Os ministros, contudo, já apresentaram quatro entendimentos distintos sobre a eficácia do decreto assinado por FHC. Os votos foram os seguintes:
- o decreto é válido, mas precisa do aval do Congresso para valer plenamente (votaram assim os ex-ministros Maurício Corrêa e Carlos Ayres Britto);
- o decreto é válido, e antes disso, ao aprovar o texto da convenção, o Congresso já tinha autorizado ao presidente que poupasse o país de cumprir o texto (votou assim o ex-ministro Nelson Jobim)
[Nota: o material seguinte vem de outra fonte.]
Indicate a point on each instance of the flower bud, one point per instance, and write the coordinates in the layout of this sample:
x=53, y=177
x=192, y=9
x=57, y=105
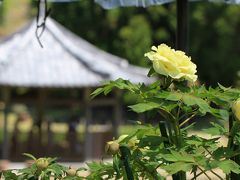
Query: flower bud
x=112, y=147
x=42, y=163
x=71, y=171
x=236, y=109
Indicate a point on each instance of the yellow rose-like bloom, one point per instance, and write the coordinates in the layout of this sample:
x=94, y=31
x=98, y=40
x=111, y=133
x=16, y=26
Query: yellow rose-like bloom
x=168, y=62
x=236, y=109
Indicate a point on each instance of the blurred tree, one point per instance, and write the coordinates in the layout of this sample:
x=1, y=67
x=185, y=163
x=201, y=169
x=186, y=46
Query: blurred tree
x=129, y=33
x=215, y=42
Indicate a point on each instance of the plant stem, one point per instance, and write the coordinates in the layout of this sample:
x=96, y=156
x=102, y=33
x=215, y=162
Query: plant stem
x=125, y=155
x=216, y=175
x=204, y=172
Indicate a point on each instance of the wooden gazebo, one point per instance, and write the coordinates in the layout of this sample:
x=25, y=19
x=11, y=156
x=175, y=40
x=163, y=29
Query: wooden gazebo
x=66, y=62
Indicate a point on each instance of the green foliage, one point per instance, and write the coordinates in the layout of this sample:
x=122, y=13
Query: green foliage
x=128, y=32
x=172, y=149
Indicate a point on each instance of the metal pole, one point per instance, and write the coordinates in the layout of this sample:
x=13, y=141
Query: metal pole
x=182, y=25
x=5, y=145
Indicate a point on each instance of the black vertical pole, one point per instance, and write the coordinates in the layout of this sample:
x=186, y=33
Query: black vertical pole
x=182, y=25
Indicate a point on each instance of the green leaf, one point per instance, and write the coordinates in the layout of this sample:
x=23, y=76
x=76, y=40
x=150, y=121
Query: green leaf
x=10, y=175
x=30, y=156
x=228, y=165
x=97, y=92
x=151, y=72
x=177, y=166
x=143, y=107
x=215, y=130
x=190, y=100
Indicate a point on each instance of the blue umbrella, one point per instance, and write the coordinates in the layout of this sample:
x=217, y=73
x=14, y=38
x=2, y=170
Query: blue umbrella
x=182, y=13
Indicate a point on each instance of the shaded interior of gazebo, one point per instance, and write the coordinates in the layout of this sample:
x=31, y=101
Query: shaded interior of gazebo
x=66, y=65
x=43, y=104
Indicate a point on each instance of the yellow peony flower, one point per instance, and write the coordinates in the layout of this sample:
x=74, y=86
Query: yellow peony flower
x=236, y=109
x=112, y=147
x=169, y=62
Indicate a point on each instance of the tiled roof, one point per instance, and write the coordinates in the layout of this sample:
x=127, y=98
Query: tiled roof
x=65, y=61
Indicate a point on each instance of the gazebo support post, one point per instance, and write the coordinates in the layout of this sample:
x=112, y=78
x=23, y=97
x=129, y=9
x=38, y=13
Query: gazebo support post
x=6, y=94
x=40, y=113
x=88, y=116
x=182, y=25
x=117, y=113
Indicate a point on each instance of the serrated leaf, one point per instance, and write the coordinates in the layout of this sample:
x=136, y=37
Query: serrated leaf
x=228, y=165
x=29, y=155
x=143, y=107
x=178, y=166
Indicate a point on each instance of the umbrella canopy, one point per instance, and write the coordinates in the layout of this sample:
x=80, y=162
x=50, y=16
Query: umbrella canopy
x=108, y=4
x=65, y=61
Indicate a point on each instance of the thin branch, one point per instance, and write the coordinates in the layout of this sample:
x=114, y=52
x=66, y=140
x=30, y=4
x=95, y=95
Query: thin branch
x=41, y=26
x=216, y=175
x=188, y=119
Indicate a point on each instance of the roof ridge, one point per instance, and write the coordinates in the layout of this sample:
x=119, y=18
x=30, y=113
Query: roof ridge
x=74, y=54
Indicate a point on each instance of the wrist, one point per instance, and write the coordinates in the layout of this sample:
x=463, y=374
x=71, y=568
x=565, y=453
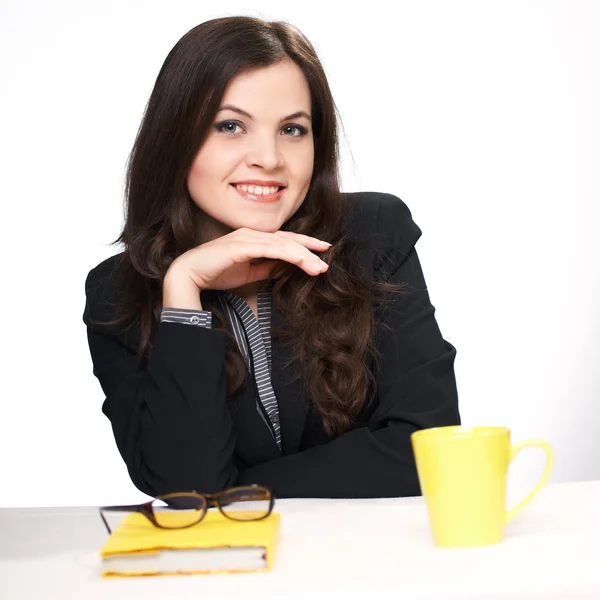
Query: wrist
x=179, y=290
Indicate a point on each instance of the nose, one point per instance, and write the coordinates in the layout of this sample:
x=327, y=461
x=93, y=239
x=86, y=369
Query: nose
x=264, y=153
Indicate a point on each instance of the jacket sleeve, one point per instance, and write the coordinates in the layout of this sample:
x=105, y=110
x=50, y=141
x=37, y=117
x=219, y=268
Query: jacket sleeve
x=170, y=419
x=416, y=390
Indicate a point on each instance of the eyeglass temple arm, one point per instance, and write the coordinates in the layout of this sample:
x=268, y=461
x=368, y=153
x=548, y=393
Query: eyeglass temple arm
x=124, y=507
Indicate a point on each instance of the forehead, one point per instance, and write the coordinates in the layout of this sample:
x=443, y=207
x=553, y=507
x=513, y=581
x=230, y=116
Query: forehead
x=269, y=91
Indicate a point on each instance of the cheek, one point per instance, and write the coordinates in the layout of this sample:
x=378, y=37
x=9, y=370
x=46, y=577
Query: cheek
x=303, y=165
x=211, y=165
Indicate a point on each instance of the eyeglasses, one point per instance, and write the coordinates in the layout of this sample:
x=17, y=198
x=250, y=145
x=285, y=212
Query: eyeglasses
x=244, y=503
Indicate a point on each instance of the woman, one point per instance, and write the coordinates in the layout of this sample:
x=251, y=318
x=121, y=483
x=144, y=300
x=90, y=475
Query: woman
x=261, y=326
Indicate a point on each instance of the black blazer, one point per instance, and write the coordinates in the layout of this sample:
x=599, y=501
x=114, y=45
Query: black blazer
x=175, y=430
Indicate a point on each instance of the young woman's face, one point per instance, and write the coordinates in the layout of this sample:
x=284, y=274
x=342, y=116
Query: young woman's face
x=262, y=143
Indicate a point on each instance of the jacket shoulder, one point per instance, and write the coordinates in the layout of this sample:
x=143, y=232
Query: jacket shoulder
x=101, y=290
x=381, y=219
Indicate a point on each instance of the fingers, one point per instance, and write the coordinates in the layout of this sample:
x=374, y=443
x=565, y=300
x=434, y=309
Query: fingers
x=285, y=245
x=283, y=250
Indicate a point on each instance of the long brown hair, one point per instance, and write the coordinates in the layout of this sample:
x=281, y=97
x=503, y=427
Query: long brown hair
x=330, y=319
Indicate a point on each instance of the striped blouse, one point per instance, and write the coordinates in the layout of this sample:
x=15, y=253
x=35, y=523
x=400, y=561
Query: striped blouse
x=254, y=341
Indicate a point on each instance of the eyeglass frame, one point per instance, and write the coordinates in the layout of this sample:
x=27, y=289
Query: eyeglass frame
x=210, y=501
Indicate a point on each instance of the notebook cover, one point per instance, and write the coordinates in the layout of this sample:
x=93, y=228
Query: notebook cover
x=135, y=535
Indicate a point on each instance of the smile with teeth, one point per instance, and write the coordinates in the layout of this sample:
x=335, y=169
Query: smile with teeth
x=258, y=190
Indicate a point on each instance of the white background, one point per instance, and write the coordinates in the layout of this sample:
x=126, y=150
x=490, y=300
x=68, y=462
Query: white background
x=482, y=116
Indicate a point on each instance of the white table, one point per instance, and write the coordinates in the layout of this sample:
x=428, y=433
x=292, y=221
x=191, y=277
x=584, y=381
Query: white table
x=334, y=549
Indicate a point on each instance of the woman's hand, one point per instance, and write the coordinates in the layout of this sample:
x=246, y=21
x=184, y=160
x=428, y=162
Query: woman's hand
x=234, y=260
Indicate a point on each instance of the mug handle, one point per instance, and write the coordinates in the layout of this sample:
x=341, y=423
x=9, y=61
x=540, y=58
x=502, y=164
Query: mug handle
x=514, y=450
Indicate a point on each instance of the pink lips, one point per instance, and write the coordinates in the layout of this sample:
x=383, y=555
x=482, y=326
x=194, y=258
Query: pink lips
x=259, y=198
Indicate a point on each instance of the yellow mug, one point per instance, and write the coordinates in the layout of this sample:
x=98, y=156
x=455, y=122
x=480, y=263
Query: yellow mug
x=462, y=472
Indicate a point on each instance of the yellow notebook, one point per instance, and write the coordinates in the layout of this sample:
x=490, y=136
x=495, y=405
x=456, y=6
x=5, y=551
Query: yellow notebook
x=215, y=545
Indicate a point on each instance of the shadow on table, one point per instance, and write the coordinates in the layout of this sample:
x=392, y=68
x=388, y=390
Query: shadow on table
x=24, y=536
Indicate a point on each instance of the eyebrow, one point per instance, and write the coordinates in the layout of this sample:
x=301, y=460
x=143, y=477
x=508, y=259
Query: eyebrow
x=295, y=115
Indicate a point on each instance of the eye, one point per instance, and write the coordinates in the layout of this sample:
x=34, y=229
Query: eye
x=302, y=130
x=227, y=127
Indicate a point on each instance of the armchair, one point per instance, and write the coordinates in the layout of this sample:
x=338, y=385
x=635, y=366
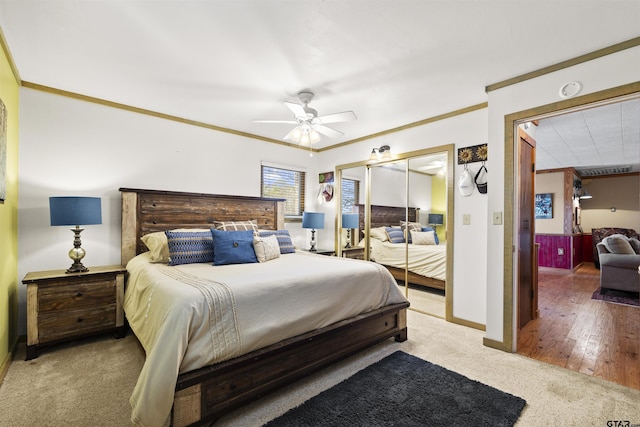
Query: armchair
x=618, y=270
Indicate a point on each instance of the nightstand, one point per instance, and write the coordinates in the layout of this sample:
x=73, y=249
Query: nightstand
x=64, y=306
x=355, y=253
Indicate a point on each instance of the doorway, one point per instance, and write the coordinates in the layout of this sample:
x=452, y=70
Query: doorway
x=513, y=264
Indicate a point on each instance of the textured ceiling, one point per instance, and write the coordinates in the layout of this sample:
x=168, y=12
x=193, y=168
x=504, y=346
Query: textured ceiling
x=226, y=63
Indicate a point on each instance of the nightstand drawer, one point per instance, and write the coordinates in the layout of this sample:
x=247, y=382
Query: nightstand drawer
x=76, y=296
x=55, y=325
x=63, y=306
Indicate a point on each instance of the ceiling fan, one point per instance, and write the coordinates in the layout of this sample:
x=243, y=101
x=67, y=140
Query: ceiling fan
x=310, y=125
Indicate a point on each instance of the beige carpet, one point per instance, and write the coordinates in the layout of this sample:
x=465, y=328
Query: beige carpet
x=89, y=383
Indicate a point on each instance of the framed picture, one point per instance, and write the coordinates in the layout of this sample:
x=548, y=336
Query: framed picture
x=544, y=206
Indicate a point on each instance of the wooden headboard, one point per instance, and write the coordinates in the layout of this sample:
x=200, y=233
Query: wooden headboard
x=148, y=211
x=386, y=216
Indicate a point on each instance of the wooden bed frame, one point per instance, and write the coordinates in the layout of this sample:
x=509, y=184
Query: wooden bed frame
x=203, y=395
x=384, y=216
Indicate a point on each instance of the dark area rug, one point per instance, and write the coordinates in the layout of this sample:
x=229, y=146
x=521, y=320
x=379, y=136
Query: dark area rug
x=403, y=390
x=619, y=297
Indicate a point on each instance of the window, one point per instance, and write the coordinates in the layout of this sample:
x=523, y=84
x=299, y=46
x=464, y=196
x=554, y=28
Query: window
x=286, y=184
x=350, y=191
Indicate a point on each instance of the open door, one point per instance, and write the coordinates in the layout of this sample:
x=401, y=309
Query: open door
x=527, y=271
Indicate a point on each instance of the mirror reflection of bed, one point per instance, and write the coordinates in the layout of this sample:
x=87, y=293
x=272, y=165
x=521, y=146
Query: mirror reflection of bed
x=395, y=190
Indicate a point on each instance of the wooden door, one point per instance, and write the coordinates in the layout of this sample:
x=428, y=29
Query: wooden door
x=526, y=230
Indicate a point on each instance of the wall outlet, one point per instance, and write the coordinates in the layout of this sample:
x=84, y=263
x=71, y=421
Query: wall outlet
x=497, y=218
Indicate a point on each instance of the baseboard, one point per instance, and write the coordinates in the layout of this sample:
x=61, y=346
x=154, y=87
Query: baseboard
x=4, y=366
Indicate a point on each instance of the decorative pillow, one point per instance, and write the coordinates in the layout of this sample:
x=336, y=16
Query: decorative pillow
x=266, y=248
x=379, y=233
x=189, y=247
x=236, y=225
x=158, y=245
x=618, y=244
x=423, y=237
x=435, y=234
x=410, y=226
x=284, y=240
x=395, y=234
x=233, y=247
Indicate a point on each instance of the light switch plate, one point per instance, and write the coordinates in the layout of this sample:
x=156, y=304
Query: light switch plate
x=497, y=218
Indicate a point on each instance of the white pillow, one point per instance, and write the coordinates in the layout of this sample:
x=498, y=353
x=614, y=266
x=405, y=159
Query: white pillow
x=423, y=237
x=266, y=248
x=379, y=233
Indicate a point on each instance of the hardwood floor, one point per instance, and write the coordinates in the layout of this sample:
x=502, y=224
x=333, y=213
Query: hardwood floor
x=575, y=332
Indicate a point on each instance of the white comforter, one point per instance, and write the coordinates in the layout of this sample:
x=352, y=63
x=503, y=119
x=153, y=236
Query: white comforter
x=426, y=260
x=194, y=315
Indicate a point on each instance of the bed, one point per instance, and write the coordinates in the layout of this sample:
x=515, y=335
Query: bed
x=427, y=263
x=187, y=377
- um presidente da República só pode retirar o país de tratados internacionais mediante autorização do Congresso, mas essa decisão só vale para novos casos, o que manteria a eficácia do decreto de FHC (votaram assim o ex-ministro Teori Zavascki e os ministros Dias Toffoli, Gilmar Mendes, André Mendonça e Nunes Marques);
- o decreto é inconstitucional, e caberia ao Congresso decidir se o Brasil deve ser retirado da convenção 158 da OIT (votaram assim os ex-ministros Joaquim Barbosa, Rosa Weber e Ricardo Lewandowski).
Essa não é a primeira vez que o STF julga o decreto de Fernando Henrique Cardoso. Ao analisar outra ação sobre o tema em 2015, por maioria de votos, o Supremo decidiu manter a eficácia do ato assinado pelo ex-presidente.
Naquela ocasião, ficou definido que a denúncia de tratados internacionais por um presidente da República exige a concordância do Congresso, mas esse entendimento não pode retroceder para derrubar atos do passado.